Part IV in a Series by Pseudo-Ermatinger
Women Picking Olives, Vangogh, 1889
The way to the Holy Mountain of the Divine Father is a path trod by prayer. If one ascends through prayer, they will find themselves ascending through the cloud of unknowing that veils the summit from prying eyes (cfr. Job 28:12-28; Isa 45:3; 1 Cor 2:9). There beyond they will see the Holy Temple of the Lord, which has been sung about by their fathers and their father’s fathers all the way into the deep mists of the past (cfr. Exo 15:17; Isa 51:1-4; Lke 1:54-55,68-75). It is the song of ancestral memory and reflections upon the longings of the human heart. In the Holy Temple, there is the eternal and unending adoration of the Father by all who are deemed worthy to enter; and for man, Mystical Union with his Creator.
This lofty vision is loftier indeed still for it surpasses the ability of the human mind to encompass, yet it begins here now in the valley below with the simple seed of prayer. This seed of prayer grows, sinking its tendrils and roots deep into the soil of the human person breaking up the rocky soil of vice, purifying the rude clay, sending forth above the surface outstretched branches and leaves to capture the illuminating light and cooling dews of the Divine Spirit, drawing the divine energies within the person to purify the individual in a cycle that ever grows the tree of prayer to greater heights. And as the tree of prayer grows in the light, it is pruned and fashioned by the Son of God to be more and more receptive, configured, and to bear a resemblance to Him (cfr. Isa 18:5; Jhn 15:26: Heb 12:6). For prayer is much less of a human activity than it is the activity of God that the human person responds to and cooperates with; an activity that passes through growth, to resemblance, to the flowering of Mystical Union.
Let us return again to the seed. Prayer is a seed because it comes from without. It is not man that first turns in prayer to God but God, in His divine mercy, that first turns to man. God created man, and all that man is, is from God. Nothingness cannot seak God, but God must first create. As God externally brings forth individual Adam from the dust of nothingness, so too does He create the interior relationship of the individual person forged through prayer from its absence (cfr. Psm 50:10; Ezk 36:36, ). In man’s fallen nature, obvious from the fact that he is estranged from his Creator and is barred, but not denied, from reaching his teleological end, shows that, while man has the capacity for the purpose of prayer, pray must be implanted from without. Further still, if the ultimate fruit of prayer is union with God — that is arriving at the summit of the Holy Mountain, entering the Heavenly Temple, and taking up the eternal Song of Adoration of the Holy Trinity, to the Father through the Spirit and with the Son (cfr. Psm 97; Isa 2:3; Mic 4:2; 1 Pet 2:9; Rev. 4:8) — then the end must be present in potentiality in the beginning. As a tree comes from a seed and a seed produces a tree, then complete union with God must begin with the most tenuous of unions done not by our clawing after the robes of God but by His grasping and takings us as His own (cfr. Job 27:11; Jer 31:32; Heb 8:9).

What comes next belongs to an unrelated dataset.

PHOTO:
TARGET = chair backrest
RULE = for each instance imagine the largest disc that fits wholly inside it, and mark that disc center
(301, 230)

The turning in prayer to God is first God calling us to turn to Him (cfr. Jhn 6:44; Eph 2:4) From the darkness before we were, He calls us into being, calls us to long for that which is beyond ourselves, and calls us to the labor of prayer. He is our creator; of who we are, of our actions and their ends. As we turn towards Him, reaching our hand towards the divine hand, we are nourished by Him who coaxes us to grow, stretch, and yearn towards the light of His countenance. In prayer, we enter into a purifying conversation with our Creator. God is our savior as He saves us from the darkness, our rockiness, our barrenness. He is our sustainer as He gives us life; indeed in the Mystical Union, His very own life. God is our consummator, our purpose for being, and the end of it, which is found through the labor of prayer. Prayer is the work by which God gives Himself to us; it is the work of faith and hope that flowers in the Union of Charity.

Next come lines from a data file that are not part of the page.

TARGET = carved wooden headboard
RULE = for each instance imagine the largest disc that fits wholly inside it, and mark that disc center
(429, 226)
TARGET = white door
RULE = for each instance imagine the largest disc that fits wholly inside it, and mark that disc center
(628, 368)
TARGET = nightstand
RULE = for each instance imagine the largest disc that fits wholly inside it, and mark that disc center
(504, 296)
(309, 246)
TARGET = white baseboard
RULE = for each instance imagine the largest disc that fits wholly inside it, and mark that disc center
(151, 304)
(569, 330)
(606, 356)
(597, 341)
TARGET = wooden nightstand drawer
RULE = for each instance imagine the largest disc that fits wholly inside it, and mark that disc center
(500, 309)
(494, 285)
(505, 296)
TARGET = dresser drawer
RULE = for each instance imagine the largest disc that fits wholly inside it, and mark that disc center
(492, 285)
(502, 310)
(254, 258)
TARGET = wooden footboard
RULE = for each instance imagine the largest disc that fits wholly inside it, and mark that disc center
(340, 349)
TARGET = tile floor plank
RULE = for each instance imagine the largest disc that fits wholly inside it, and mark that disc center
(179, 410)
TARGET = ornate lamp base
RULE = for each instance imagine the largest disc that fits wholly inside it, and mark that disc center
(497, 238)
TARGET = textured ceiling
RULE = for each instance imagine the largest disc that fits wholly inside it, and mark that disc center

Prayer is a conversation for, in prayer, we are increasingly taught by God about who He is and who we are (cfr. Isa 54:13; Jhn 6:34). We increasingly discover our littleness before Him, our childlike dependence upon Him, the goodness that He gives to us to seek after Him, and the nourishment that He brings to those that love Him.
Prayer mothers the virtues for it is through prayer that the virtues take root and grow into existence, for to be like God is to be adorned by Him (cfr. Ezk 16:11; Gal 3:27)in that which makes us like Him, that is good and beautiful and true. The virtues are those attributes that make us these things. They come through prayer and are grown by prayer and flower and fruit through prayer. If we dedicate ourselves to prayer, these things surely will come and we will be led by God to ascend to His own domain and His own self.
As we ascend to the abode of the Father through prayer, we find that He has been with us throughout the journey. We seek to ascend to Him and find that He has found us, taken us, and led us Himself to Himself. He is the reason for our ascent, the means of our ascent, and the end of our ascent.